The company’s supervisory board announced the spinoff on May 7 as part of its Vision 2020+ strategy concept. The board said the move would help Germany-based Siemens meet medium-term growth and profit targets by “clearly focusing its portfolio on dynamic growth markets and efficiency gains.”
"Siemens’ Gas and Power (GP) – comprising the company’s oil and gas, conventional power generation, power transmission and related services businesses – is to be given complete independence and entrepreneurial freedom through a carveout and a subsequent public listing (spinoff)," said the statement.
Plans call for the stock exchange listing to take place by September 2020. Siemens will also give up its majority stake in GP.
However, it will remain a strong anchor shareholder in the new company, with a stake that is to be initially somewhat less than 50 percent and, for the foreseeable future, above the level of a blocking minority holding.

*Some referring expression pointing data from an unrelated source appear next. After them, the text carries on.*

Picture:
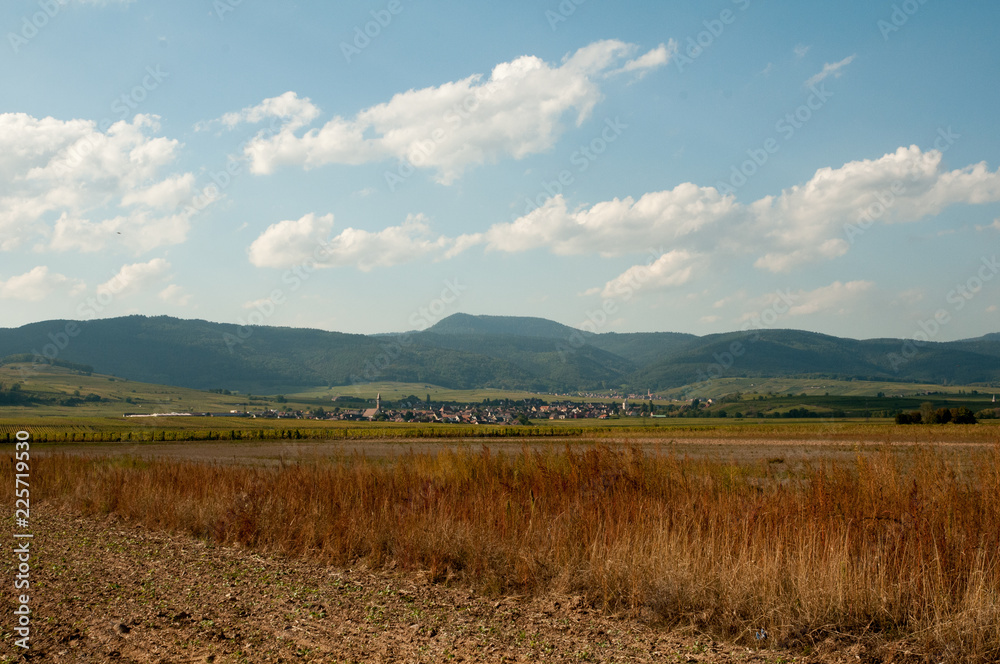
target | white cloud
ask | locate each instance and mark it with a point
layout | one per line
(819, 220)
(619, 226)
(830, 69)
(308, 241)
(836, 298)
(657, 57)
(37, 285)
(518, 110)
(71, 186)
(806, 223)
(134, 278)
(174, 294)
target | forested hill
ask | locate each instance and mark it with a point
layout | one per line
(464, 351)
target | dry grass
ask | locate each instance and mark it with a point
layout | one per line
(903, 549)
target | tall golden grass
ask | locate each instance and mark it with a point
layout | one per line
(899, 548)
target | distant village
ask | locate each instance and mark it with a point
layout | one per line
(500, 411)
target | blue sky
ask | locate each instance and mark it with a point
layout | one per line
(372, 167)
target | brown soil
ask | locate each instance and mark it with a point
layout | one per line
(105, 591)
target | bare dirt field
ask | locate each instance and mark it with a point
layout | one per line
(105, 591)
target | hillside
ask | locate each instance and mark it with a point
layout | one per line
(465, 352)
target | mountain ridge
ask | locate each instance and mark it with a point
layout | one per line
(466, 351)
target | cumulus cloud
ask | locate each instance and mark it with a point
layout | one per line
(519, 109)
(135, 278)
(72, 186)
(618, 226)
(829, 69)
(38, 284)
(309, 241)
(805, 223)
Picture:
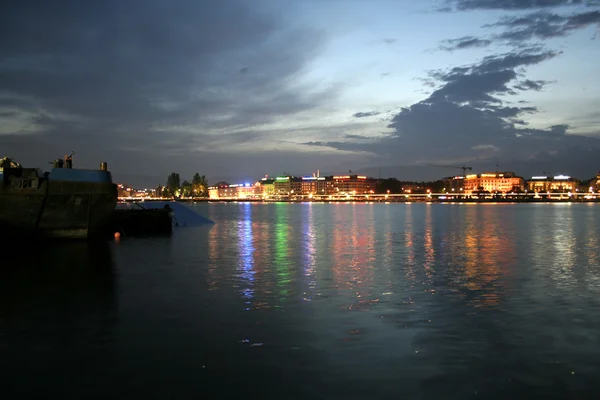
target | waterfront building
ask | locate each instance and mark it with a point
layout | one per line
(267, 187)
(353, 184)
(287, 185)
(555, 184)
(493, 182)
(453, 184)
(316, 185)
(235, 191)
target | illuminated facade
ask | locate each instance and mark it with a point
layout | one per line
(241, 191)
(454, 184)
(267, 187)
(493, 182)
(556, 184)
(287, 185)
(316, 185)
(353, 184)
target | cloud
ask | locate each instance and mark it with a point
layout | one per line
(464, 5)
(466, 118)
(464, 42)
(528, 84)
(519, 29)
(543, 25)
(365, 114)
(145, 83)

Siemens will continue to support the new company, for example, through the professional services of Siemens’ Financial Services, the strong sales network of the Siemens Regions and the licensing of the powerful Siemens brand.
A decision regarding the spinoff and subsequent public listing is to be made at an extraordinary shareholders’ meeting, probably in June 2020. Siemens will then deconsolidate both the new GP and SGRE.
“This move will create a powerful pure play in the energy and electricity sector with a unique, integrated setup – an enterprise that encompasses the entire scope of the energy market like no other company,” explained Joe Kaeser, President and CEO of Siemens AG.
“Combining our portfolio for conventional power generation with power supply from renewable energies will enable us to fully meet customer demand. It will also allow us to provide an optimized and, when necessary, combined range of offerings from a single source. We’re convinced that this strategic decision will be positive for all participants and enable long-term value creation for customers, employees and shareholders – as can also be seen in recent market successes such as those in Iraq, which we’ll jointly continue to pursue,” added Kaeser.